Contrariando a lógica da sobrevivência planetária e humana, o multilateralismo enfrenta uma profunda crise. Há uma notável diminuição do apoio concertado da sociedade internacional ao mesmo tempo em que se nota um aumento de opinião exacerbada, tendenciosa ou agressiva em seu desfavor. Assim mesmo, o nacionalismo fútil e o protecionismo tosco desafiam a virtude da cooperação internacional, obrando na direção oposta ao multilateralismo.
Observa-se suntuosamente que fundamentalismos ideológicos, políticos e religiosos têm impactos centrais sobre o mundo que nos cerca: vários de nossos amigos, colegas de profissão, familiares, nossas culturas e sociedades já estão por eles afetados, seja por simples interesse vulgar ou diferentes psicopatias.

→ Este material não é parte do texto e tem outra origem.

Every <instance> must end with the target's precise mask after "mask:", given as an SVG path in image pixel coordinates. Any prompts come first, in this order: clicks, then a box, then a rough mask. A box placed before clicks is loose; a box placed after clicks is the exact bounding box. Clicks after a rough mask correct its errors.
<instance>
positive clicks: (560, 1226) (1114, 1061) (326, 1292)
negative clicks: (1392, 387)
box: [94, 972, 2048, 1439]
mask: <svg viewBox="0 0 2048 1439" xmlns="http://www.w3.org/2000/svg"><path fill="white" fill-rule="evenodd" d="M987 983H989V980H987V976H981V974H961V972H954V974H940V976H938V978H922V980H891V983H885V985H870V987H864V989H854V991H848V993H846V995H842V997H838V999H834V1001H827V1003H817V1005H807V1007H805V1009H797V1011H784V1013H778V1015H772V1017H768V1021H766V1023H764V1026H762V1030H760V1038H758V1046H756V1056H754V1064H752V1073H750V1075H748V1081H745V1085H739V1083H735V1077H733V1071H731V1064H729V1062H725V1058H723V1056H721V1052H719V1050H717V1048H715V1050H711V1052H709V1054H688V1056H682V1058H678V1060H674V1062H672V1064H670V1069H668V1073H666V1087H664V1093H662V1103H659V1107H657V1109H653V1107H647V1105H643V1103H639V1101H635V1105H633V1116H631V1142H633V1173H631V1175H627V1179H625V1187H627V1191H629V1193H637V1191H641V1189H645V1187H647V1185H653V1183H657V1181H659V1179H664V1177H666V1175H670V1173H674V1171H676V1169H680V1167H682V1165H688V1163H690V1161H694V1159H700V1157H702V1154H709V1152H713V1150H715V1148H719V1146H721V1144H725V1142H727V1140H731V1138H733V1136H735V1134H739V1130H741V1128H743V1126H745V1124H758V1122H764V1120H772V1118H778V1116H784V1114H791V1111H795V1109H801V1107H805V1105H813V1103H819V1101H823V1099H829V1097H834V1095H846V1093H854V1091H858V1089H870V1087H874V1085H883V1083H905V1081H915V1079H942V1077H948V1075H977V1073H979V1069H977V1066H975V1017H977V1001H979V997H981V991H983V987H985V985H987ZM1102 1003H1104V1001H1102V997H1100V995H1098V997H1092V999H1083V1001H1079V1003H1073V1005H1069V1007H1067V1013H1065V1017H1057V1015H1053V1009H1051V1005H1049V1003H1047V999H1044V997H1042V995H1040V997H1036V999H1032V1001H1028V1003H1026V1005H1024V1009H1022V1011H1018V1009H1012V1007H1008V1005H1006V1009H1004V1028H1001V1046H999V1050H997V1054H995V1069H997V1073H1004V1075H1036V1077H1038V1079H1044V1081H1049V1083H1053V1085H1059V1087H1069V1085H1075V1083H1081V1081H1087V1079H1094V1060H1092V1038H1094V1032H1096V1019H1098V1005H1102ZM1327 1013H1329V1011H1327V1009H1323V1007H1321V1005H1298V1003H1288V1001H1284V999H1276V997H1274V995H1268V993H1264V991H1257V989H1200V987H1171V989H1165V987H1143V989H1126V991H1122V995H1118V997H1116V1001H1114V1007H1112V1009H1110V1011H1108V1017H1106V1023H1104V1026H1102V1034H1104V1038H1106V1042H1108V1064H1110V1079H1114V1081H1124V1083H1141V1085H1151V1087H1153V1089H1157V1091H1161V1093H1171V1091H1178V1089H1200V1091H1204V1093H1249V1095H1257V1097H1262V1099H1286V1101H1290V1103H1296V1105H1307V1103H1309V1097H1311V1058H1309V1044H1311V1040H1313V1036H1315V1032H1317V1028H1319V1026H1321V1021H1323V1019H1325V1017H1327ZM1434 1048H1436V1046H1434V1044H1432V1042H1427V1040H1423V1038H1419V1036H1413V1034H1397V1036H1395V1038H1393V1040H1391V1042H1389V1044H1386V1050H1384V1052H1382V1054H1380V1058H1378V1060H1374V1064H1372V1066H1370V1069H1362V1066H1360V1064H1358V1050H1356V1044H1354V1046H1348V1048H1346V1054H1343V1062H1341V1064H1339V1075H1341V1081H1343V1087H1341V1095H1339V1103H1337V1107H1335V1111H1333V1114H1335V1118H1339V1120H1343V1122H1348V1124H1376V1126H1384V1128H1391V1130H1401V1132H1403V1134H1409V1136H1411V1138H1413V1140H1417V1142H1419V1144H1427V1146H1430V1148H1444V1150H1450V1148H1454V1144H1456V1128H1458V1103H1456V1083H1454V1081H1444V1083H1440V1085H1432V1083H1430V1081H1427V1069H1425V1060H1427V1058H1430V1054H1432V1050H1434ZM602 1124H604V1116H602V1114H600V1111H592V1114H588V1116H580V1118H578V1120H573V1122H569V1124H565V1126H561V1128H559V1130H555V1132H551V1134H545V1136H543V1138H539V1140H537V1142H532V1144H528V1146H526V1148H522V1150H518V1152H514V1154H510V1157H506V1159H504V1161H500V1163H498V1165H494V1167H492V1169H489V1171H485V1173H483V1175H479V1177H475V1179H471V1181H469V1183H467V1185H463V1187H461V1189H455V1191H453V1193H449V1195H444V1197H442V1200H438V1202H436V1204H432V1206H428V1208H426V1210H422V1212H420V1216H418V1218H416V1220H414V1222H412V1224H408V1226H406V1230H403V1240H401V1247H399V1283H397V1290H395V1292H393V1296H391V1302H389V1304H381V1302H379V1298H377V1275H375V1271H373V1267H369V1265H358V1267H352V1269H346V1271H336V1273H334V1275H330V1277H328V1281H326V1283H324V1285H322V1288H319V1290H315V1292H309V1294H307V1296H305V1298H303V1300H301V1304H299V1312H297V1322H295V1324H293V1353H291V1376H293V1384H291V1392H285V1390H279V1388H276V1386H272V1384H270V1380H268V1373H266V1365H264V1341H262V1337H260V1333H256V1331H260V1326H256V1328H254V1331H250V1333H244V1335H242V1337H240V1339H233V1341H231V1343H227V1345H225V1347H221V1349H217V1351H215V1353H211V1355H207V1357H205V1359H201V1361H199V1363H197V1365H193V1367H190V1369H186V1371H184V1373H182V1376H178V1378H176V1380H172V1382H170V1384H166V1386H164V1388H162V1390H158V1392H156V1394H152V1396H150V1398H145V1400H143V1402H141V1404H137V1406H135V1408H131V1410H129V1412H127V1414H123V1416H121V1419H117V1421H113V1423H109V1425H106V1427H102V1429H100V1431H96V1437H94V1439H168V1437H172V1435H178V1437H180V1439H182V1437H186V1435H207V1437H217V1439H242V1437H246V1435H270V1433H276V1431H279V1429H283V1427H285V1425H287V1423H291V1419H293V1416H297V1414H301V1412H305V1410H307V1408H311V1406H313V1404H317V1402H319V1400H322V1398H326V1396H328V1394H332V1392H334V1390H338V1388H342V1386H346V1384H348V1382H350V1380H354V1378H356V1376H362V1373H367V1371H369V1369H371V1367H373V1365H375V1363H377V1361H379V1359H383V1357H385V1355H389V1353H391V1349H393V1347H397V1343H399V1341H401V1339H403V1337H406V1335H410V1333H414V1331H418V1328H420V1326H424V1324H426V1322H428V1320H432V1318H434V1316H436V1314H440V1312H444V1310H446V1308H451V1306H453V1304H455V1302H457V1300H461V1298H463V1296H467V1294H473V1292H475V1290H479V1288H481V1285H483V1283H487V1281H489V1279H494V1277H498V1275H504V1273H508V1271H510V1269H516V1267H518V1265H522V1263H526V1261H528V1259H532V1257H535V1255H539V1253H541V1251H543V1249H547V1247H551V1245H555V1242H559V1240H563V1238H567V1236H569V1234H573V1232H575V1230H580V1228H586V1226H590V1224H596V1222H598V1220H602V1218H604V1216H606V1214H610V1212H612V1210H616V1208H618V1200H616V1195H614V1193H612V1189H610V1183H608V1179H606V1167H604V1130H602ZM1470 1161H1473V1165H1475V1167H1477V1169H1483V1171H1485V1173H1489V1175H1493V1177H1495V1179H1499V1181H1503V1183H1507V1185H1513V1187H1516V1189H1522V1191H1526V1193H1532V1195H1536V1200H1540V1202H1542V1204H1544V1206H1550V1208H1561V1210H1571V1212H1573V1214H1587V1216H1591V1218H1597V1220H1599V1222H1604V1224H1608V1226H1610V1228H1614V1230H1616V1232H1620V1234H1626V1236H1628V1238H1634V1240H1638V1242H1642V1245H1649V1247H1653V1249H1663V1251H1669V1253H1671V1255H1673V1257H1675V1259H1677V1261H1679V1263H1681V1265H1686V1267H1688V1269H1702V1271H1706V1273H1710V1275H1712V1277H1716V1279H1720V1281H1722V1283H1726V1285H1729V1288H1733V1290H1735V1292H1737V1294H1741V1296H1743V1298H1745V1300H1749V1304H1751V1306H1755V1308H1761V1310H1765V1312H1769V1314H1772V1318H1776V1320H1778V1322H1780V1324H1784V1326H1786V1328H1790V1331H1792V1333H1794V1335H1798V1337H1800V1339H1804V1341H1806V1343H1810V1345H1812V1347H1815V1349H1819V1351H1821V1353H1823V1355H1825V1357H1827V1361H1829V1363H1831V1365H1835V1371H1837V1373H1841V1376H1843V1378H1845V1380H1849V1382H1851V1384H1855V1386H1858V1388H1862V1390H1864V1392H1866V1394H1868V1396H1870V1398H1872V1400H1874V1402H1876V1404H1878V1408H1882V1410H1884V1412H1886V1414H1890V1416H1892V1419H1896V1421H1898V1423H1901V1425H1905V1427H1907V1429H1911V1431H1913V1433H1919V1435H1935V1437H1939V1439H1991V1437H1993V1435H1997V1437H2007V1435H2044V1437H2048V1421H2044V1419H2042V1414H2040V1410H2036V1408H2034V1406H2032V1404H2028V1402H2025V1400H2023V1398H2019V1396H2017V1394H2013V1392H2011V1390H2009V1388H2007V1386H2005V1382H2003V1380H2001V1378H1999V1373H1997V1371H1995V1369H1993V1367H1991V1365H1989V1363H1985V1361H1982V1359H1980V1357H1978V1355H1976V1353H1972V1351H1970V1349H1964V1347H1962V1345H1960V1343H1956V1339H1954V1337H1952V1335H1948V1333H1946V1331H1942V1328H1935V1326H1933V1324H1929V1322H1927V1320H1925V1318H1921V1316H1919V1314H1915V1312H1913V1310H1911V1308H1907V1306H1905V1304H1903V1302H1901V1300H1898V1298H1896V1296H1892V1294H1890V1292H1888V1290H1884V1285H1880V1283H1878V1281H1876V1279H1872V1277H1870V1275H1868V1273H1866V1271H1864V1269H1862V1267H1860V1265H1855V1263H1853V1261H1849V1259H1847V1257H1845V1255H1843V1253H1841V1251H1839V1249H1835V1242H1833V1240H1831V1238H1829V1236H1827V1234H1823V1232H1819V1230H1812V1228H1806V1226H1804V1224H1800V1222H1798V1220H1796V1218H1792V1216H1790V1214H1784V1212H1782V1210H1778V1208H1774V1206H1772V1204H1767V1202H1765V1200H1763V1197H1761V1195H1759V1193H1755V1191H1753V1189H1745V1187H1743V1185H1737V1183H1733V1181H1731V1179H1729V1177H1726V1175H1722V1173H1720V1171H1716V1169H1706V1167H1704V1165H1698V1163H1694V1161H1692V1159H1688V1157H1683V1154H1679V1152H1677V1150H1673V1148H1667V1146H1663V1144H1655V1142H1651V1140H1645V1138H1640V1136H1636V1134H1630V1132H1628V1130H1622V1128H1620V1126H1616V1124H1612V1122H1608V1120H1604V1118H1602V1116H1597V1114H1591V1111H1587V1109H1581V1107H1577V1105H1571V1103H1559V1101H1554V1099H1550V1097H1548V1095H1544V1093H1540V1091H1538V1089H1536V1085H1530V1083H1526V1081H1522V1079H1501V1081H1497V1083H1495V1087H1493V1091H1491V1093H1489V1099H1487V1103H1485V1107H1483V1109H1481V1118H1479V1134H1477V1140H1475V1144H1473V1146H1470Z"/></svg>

O fundamentalismo não é um fenômeno que se aproxima, pois é algo que já está entre nós. Fred Halliday nos alertou que os fundamentalistas têm uma visão bastante clara e determinada do que são. Estes combinam, sem necessária relação estreita entre eles, dois elementos: a invocação de um retorno aos textos sagrados lidos literalmente e a aplicação dessas doutrinas na vida social e política. Por isso, estes têm no multilateralismo um foco de combate. Trata-se de uma oposição certeira e vigorosa à visão doentia e insana de todo o tipo de fundamentalismo.
O multilateralismo é um ambiente propício à convivência harmônica, pacífica e sustentável entre diversas culturas, países e povos.
Renato Zerbini Ribeiro Leão é PhD em direito internacional e relações internacionais. Presidente do Comitê de Direitos Econômicos, Sociais e Culturais da ONU.